According to those who watch these things, strange days may be ahead in the business world. For instance, in the spirit of everything old is new again, Megan McArdle, blogging over at Bloomberg, noted recently that, well, old folks may rule. Swimming against the tide of conventional wisdom that advertisers aren’t interested in fogies, CBS (or at least CEO Les Moonves) apparently believes the young demographic is “highly overrated.” McArdle explains that this may be because “(y)oung people are a shrinking percentage of the population, and thus represent a shrinking percentage of the nation’s disposable income. And right now, a lot of them are living at home and working intermittently ….” Skeptical? You’re using your DVR to record your favorite programs for later viewing so you can speed through the commercials, right? (Don’t bother denying it!) That may be partly so you can avoid all those ED ads and other pitches that are filling the airwaves and are directed at the end of the spectrum longer in the tooth. Take a quick survey some evening of the commercials out there and you will see what we mean.

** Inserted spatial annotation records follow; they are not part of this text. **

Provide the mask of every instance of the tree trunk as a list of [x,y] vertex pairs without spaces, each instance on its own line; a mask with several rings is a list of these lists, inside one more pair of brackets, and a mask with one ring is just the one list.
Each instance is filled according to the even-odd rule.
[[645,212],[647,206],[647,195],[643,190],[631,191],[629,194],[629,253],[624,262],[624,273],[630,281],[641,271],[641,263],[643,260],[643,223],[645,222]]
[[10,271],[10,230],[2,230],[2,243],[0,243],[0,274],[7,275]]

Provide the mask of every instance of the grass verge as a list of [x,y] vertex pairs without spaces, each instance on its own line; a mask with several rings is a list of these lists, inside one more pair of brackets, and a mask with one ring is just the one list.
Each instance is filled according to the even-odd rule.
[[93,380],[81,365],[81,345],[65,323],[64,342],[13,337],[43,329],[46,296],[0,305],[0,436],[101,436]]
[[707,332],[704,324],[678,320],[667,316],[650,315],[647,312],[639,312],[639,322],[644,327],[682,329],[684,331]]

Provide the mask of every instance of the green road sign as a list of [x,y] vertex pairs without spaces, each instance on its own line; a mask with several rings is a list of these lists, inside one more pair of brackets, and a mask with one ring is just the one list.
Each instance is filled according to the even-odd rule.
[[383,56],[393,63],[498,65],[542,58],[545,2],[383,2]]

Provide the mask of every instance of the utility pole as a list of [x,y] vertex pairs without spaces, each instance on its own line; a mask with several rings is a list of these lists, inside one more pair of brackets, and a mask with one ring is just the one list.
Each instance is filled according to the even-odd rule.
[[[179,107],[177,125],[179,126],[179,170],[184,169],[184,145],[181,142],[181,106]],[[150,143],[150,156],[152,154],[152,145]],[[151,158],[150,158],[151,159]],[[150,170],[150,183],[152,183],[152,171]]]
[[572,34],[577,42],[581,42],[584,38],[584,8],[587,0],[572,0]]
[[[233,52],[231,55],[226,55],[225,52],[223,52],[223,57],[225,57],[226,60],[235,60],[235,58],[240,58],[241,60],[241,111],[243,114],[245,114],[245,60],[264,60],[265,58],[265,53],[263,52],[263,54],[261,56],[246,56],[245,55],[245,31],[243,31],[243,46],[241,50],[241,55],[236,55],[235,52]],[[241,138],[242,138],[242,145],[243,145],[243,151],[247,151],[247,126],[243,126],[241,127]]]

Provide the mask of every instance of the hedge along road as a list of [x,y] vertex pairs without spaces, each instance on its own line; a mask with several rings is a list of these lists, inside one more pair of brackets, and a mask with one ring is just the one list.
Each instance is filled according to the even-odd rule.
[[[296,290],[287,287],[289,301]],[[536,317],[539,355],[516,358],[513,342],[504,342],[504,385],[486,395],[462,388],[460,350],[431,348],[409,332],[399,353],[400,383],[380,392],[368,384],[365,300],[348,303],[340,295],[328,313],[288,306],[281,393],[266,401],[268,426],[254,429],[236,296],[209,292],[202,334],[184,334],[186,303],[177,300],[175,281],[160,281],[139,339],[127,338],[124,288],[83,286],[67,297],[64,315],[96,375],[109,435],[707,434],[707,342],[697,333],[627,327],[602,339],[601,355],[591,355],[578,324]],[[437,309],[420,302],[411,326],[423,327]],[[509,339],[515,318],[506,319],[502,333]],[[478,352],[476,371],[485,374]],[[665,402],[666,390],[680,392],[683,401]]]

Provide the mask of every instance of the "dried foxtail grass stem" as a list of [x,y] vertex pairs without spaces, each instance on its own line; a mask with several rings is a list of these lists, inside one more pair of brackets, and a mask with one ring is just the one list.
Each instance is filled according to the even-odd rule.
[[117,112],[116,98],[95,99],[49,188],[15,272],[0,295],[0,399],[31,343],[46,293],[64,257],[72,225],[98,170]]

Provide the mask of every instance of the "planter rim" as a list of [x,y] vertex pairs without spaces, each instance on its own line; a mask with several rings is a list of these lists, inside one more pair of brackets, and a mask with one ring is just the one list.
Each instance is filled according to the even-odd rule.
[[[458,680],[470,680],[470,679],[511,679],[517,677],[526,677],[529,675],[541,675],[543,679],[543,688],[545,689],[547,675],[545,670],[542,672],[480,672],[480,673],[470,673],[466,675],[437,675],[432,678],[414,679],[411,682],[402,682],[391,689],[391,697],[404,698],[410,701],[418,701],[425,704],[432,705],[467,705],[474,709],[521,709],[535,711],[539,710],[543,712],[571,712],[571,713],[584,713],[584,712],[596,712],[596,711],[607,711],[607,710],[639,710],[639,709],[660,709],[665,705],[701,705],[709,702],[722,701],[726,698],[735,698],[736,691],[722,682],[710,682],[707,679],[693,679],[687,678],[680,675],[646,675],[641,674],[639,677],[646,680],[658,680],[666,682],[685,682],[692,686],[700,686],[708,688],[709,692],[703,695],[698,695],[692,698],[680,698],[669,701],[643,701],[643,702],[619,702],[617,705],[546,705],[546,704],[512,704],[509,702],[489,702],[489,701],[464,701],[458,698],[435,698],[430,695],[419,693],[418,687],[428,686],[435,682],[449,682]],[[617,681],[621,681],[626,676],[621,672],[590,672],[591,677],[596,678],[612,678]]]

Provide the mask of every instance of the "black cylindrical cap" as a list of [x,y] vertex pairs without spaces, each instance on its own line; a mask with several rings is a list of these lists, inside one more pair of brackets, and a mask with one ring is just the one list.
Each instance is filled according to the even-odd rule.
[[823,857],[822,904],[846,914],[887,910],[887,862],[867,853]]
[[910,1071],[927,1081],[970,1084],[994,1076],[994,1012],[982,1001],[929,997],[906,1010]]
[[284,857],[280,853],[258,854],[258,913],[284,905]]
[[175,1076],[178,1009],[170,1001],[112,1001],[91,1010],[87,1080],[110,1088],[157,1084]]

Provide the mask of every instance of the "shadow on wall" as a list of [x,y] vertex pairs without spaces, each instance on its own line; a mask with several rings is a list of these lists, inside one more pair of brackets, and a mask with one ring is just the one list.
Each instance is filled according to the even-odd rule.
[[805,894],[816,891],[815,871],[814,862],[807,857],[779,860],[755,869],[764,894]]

And, yet, Justine Griffin writes in our hometown Sarasota, FL, newspaper that Gen Y millennials are so important to the market that retailers are focusing on them and trying hard to please these finicky, tech-savvy shoppers. Griffin points out brand promotion targeted at this group, but it goes far beyond that. While coupon-clippers may still approach shopping scissors in hand, the smartphone set long ago embraced the digital age and now have stringent demands for barcode scanners and shopping apps.
So, who’s right? Maybe both? There’s no reason old dogs can’t learn new tricks and a brave new world of cross-generational wired and wireless shoppers eagerly awaits. The response of the market is and will continue to be entertaining.